American Vending had been the concessionaire for WVU at the former Mountaineer Field located on the main campus beginning in 1974, and the company continued these services when WVU constructed the new Mountaineer Football Stadium in 1978-79 time frame with the first football season beginning in the fall of 1980. The contracts for these services were entered into for successive five year terms, but it was not at all unusual for the a renewal contract to be approved some months after the new contract term had begun. Thus, American Vending was not concerned that the contract for the 2001F Y was not being negotiated prior to July 1, 2001. The normal routine was that the contract negotiations took place during the first year of a five year term, with the contract being approved in the fall of that year. During the contract period ending June 30,2001, to the knowledge of American Vending, there had not been any problems with this relationship. At least this was the opinion of the officers of American Vending. Basically, the contract that had been in place since 1996 seemed to American Vending to be satisfactory to both parties.

The Court must first consider whether American Vending had reason to believe that it was going to receive a contract to continue to provide concession services to WVU for five years and whether the terms of the contract for 2001FY would, in fact, provide for the payment of depreciation extending beyond June 30, 2001, upon fixtures placed by American Vending during the terms of the previous contracts under which it had provided concession services at the various sports venues maintained by WVU.

The testimony and evidence in this claim supports a finding by this Court that American Vending had reasonable cause to believe that a renewal contract with American Vending would be forthcoming. It was not unusual for American Vending to receive the executed contract in the fall of the fiscal year during which it was already providing concession services at the various athletic venues, especially at the football stadium. Therefore, American Vending had no reason to question the period of time during which it opined that negotiations were on-going. The Court is of the opinion that the actions and language of personnel from WVU certainly support the belief on the part of American Vending that a contract was being negotiated and that the contract would include some appropriate reference to a depreciation schedule. At no time prior thereto did anyone in a position of authority at the WVU Athletic Department inform American Vending that the contract with American Vending was in jeopardy. Thus, it is no surprise to the Court that American Vending claims surprise when it did not receive the new contract in a timely manner.

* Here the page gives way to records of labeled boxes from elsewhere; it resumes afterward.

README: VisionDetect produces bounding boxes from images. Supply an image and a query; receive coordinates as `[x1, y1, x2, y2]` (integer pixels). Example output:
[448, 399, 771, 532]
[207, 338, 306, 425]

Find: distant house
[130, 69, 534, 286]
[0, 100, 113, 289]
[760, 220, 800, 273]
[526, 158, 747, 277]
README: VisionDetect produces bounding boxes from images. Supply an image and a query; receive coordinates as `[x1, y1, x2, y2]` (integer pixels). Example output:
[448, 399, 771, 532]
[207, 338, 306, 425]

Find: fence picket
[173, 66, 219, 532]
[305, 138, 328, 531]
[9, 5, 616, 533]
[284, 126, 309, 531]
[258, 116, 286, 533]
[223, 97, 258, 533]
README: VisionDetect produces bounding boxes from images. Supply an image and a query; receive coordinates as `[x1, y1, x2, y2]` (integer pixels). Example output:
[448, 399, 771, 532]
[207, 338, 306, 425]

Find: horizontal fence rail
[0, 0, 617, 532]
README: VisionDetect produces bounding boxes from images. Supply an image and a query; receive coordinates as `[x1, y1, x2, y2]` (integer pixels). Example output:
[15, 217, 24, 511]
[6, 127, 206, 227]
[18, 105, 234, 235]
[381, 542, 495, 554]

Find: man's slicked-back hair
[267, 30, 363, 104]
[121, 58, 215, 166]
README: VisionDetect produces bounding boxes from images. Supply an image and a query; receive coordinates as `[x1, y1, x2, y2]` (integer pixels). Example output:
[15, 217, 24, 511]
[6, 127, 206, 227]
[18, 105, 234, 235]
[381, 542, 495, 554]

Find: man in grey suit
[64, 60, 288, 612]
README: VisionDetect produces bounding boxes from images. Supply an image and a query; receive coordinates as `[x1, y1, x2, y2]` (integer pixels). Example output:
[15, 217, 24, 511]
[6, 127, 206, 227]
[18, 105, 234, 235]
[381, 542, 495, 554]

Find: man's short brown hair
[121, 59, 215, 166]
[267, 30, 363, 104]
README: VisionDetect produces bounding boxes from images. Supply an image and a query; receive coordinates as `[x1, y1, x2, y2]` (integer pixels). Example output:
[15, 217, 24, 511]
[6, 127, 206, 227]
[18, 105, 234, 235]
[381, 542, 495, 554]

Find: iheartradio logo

For years prior to the execution of the 1996 concessions contract between WVU and American Vending (“the 1996 Contract”), there had existed a custom, usage, and practice of WVU allowing American Vending profit, overhead, and interest on construction and similar substantial improvements the company performed in its role as concessionaire. American Vending contends that there is a custom of institutions granting vendors a vested interest in improvements.